If you select Production + Development Data Source for Data Source Configuration, you need to configure the connection information for both Production + Development Data Source. If you select Production Data Source, you only need to configure the connection information for the Production Data Source.
NoteTypically, production and development data sources should be configured as different data sources to achieve environment isolation between them and reduce the impact of development data sources on production data sources. However, Dataphin also supports configuring them as the same data source with identical parameter values.
Parameter
Description
Endpoint
The Endpoint of MaxCompute. Select the appropriate Endpoint based on your network environment and connection method.
For information about how to obtain the Endpoint, see Endpoint.
Project Name
This is the MaxCompute project name, not the DataWorks workspace name.

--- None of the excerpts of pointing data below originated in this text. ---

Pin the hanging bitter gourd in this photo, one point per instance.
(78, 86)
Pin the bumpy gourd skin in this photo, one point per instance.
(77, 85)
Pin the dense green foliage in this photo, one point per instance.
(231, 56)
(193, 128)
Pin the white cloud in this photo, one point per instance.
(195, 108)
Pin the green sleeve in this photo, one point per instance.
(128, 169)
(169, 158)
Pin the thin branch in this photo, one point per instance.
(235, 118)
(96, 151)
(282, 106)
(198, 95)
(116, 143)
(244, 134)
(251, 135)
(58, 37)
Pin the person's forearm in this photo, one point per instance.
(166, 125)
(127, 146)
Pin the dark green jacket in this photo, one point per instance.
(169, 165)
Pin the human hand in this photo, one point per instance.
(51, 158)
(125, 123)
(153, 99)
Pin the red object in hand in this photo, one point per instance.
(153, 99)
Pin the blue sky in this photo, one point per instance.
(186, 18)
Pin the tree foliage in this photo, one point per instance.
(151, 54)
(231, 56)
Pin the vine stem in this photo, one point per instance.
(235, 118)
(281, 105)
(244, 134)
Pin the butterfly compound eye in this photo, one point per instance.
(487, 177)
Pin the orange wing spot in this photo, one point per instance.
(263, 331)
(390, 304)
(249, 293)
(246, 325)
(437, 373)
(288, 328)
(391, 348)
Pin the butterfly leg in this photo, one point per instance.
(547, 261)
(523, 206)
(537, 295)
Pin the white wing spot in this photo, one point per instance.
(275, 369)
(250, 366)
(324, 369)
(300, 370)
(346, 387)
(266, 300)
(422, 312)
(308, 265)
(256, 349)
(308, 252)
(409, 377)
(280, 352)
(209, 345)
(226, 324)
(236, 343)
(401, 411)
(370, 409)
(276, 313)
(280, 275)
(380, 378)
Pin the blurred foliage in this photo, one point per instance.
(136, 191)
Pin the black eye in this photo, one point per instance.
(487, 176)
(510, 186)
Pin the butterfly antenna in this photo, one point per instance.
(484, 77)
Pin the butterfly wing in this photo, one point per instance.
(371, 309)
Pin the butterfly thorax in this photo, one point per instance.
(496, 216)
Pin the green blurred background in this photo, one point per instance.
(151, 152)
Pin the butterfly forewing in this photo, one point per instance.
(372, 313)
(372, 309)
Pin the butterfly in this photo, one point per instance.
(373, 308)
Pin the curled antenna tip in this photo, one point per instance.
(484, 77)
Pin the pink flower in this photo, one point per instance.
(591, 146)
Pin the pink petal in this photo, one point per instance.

You can log on to the MaxCompute console, switch to the appropriate region in the upper-left corner, and then view the specific MaxCompute Project Name on the Project Management tab.
Access ID, Access Key
The AccessKey ID and AccessKey Secret of the account to which the MaxCompute data source belongs.
For information about how to obtain them, see Create an AccessKey pair.
Select a Default Resource Group, which is used to run tasks related to the current data source, including database SQL, offline database migration, and data preview.
Click Test Connection or directly click OK to save and complete the creation of the MaxCompute data source.
When you click Test Connection, the system tests whether the data source can connect to Dataphin normally. If you directly click OK, the system automatically tests the connection for all selected clusters. However, even if all selected clusters fail the connection test, the data source can still be created normally.